Must Love Data Mondays: Week 1 of #uwdatasci Introduction to Data Science

Week 1 is a simple explanation about the course and to the topic of data science. The week consists of ten videos that are based around those ideas.  The final video walks you through the first assignment that does some basic twitter analysis using Twitter API. I’ll write about the assignment in next week’s post.  Some of the topics this course covers in the first week are two videos on whetting your appetite, introduce you to some of the exciting things being done in the field.  It also provides brief course overview and touches on broad topics such as eScience and Big Data. On the course syllabus there are about 15 articles to read during the week but the majority of them deal with examples in the video lectures.  I’ll touch on the ones that weren’t listed as examples.

Drew Conway’s Venn Diagram

The famous diagram breaks down the field off data science into three main categories of knowledge (Hacking Skills, Math & Stats, and Substance) and how combining any two of those ideas is not data science, it can actually be dangerous.  You need to acquire all three to participate in this field.

Mike Loukides, What is data science?, O’Reilly Radar, 2010

I think Hal Varian’s quote used in the end of the article sums it up best, “The ability to take data – to be able to understand it, to process it, to extract value from it, to visualize it, to communicate it – that’s going to be a hugely important skill in the next decade.”

Mike Driscoll, “The Seven Secrets of Successful Data Scientists

The Seven Secrets along with my thoughts:

  1. Choose The Right-Sized Tool: Sometimes Excel is the best tool for the job and other times you need Hadoop.
  2. Compress Everything: It saves you time and money but don’t watch your size.  It’s a good idea to split up large files.
  3. Split Up Your Data: I like this quote, “The real world is partitioned – whether as zip codes, states, hours, or top-level web domains – and your data should be too.” Follow Hadley Wickham’s design pattern: Split, Apply, Combine.
  4. Sample Your Data: Inside of wasting your time, try sampling your data to figure out your approach and if you need to make any adjustments before running the full workload.
  5. Smart Borrows, But Genius Uses Open Source: There is no reason to rebuild the wheel. Check the open source community to see if someone has already built what you’re thinking of building.
  6. Keep Your Head in the Cloud: Quote to live by: “If you want to compute locally, pull down a sample. But if your data is in the cloud, that’s where your tools and code should be.”
  7. Don’t Be Clever: “Cleverness doesn’t scale.” Follow this rule: KISS.

Origins of “Volume, Velocity, Variety”

The three Vs to understand and deal with Big Data. The definitions from the article:

  1. Volume: Increase the depth and breadth of data available about any point of interaction.
  2. Velocity: Increased point-of-interaction (POI) speed, and consequently the pace dat used to support interactions and generated by interactions.
  3. Variety: Biggest barrier to effective data management will exist than variety of incompatible data formats, non-aligned data structures, and inconsistent data semantics.

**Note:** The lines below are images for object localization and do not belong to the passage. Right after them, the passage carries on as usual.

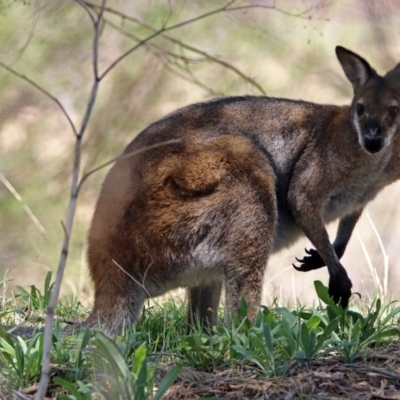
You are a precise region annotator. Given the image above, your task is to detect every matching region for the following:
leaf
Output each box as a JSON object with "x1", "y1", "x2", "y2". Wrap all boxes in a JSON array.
[
  {"x1": 346, "y1": 310, "x2": 364, "y2": 324},
  {"x1": 232, "y1": 345, "x2": 251, "y2": 359},
  {"x1": 379, "y1": 305, "x2": 400, "y2": 326},
  {"x1": 276, "y1": 307, "x2": 296, "y2": 326},
  {"x1": 300, "y1": 322, "x2": 310, "y2": 349},
  {"x1": 306, "y1": 315, "x2": 321, "y2": 330},
  {"x1": 133, "y1": 346, "x2": 148, "y2": 400},
  {"x1": 239, "y1": 297, "x2": 248, "y2": 319},
  {"x1": 315, "y1": 316, "x2": 340, "y2": 353},
  {"x1": 314, "y1": 281, "x2": 333, "y2": 306},
  {"x1": 92, "y1": 331, "x2": 129, "y2": 378},
  {"x1": 263, "y1": 323, "x2": 274, "y2": 353},
  {"x1": 153, "y1": 365, "x2": 181, "y2": 400},
  {"x1": 53, "y1": 377, "x2": 81, "y2": 398},
  {"x1": 361, "y1": 327, "x2": 400, "y2": 347}
]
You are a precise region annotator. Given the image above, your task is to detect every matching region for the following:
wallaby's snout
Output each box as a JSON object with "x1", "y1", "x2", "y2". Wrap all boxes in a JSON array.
[
  {"x1": 336, "y1": 46, "x2": 400, "y2": 155},
  {"x1": 364, "y1": 117, "x2": 383, "y2": 153},
  {"x1": 361, "y1": 116, "x2": 384, "y2": 153},
  {"x1": 353, "y1": 96, "x2": 399, "y2": 154},
  {"x1": 359, "y1": 113, "x2": 384, "y2": 154}
]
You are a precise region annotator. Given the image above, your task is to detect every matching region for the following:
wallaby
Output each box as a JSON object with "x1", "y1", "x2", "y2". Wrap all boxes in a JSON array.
[{"x1": 84, "y1": 46, "x2": 400, "y2": 337}]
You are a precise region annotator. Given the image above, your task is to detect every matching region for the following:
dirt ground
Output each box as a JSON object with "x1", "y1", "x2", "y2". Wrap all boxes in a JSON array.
[{"x1": 162, "y1": 344, "x2": 400, "y2": 400}]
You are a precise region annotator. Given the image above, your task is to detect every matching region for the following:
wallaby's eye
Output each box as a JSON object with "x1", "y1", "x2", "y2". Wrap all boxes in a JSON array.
[
  {"x1": 388, "y1": 105, "x2": 399, "y2": 118},
  {"x1": 356, "y1": 103, "x2": 365, "y2": 116}
]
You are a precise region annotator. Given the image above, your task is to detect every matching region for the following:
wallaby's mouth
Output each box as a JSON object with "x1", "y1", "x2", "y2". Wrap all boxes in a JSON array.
[{"x1": 363, "y1": 136, "x2": 384, "y2": 153}]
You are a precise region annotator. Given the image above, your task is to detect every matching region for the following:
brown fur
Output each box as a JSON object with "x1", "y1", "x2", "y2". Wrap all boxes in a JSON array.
[{"x1": 83, "y1": 46, "x2": 400, "y2": 337}]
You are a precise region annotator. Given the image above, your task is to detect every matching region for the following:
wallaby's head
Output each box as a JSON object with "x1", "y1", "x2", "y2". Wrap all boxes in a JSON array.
[{"x1": 336, "y1": 46, "x2": 400, "y2": 154}]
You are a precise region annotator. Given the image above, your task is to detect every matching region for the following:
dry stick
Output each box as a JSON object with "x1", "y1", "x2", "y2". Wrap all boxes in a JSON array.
[
  {"x1": 11, "y1": 391, "x2": 31, "y2": 400},
  {"x1": 103, "y1": 19, "x2": 222, "y2": 96},
  {"x1": 0, "y1": 61, "x2": 78, "y2": 137},
  {"x1": 84, "y1": 0, "x2": 328, "y2": 26},
  {"x1": 94, "y1": 0, "x2": 321, "y2": 82},
  {"x1": 0, "y1": 173, "x2": 46, "y2": 235},
  {"x1": 32, "y1": 2, "x2": 245, "y2": 397},
  {"x1": 85, "y1": 0, "x2": 328, "y2": 92},
  {"x1": 104, "y1": 17, "x2": 266, "y2": 95},
  {"x1": 77, "y1": 139, "x2": 180, "y2": 192},
  {"x1": 36, "y1": 0, "x2": 220, "y2": 395},
  {"x1": 99, "y1": 0, "x2": 236, "y2": 79},
  {"x1": 34, "y1": 1, "x2": 104, "y2": 398}
]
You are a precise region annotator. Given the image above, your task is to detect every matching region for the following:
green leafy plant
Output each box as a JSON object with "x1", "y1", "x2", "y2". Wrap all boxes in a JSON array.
[
  {"x1": 0, "y1": 326, "x2": 43, "y2": 388},
  {"x1": 89, "y1": 332, "x2": 181, "y2": 400},
  {"x1": 15, "y1": 271, "x2": 54, "y2": 312},
  {"x1": 1, "y1": 279, "x2": 400, "y2": 397}
]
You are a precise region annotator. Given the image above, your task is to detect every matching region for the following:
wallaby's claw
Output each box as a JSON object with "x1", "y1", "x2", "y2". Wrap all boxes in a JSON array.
[
  {"x1": 328, "y1": 273, "x2": 352, "y2": 308},
  {"x1": 292, "y1": 248, "x2": 326, "y2": 272},
  {"x1": 292, "y1": 263, "x2": 302, "y2": 271}
]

eScience: The Fourth Paradigm (Foreward and Introduction, pages xi – xxxi; Gray’s Laws, pages 5-12)

Reading this today.

Chris Anderson,  “The End of Theory: The Data Deluge Makes the Scientific Method Obsolete” , Wired magazine, 2008

This article tries to answer this question: Is the scientific approach becoming obsolete? Another important question: What can we learn from Google? They didn’t know anything about advertising but were able succeed with applied math. They figured more data and better analytics would win.  What other areas can this strategy change?

Responses to Chris Anderson, 2008

A curated group of responses against Chris Anderson’s article listed above.  All of the responses are all trying to say the same thing.  Scientific theory is not dead.  Models and statistics will assist science not remove the human element from the equation.

I also read the first chapter of Doing Data Science – Introduction: What is Data Science? A free sample of the first chapter is available from this link.

Based on Rachel Schutt, a data scientist at Google, at the time, and the data science course she taught and created at Columbia University. Cathy O’Neil blogged about her experience taking the course and this book is based on those blog posts.  The book is trying to answer the questions about what is data science, data scientists, and what kind of work they do.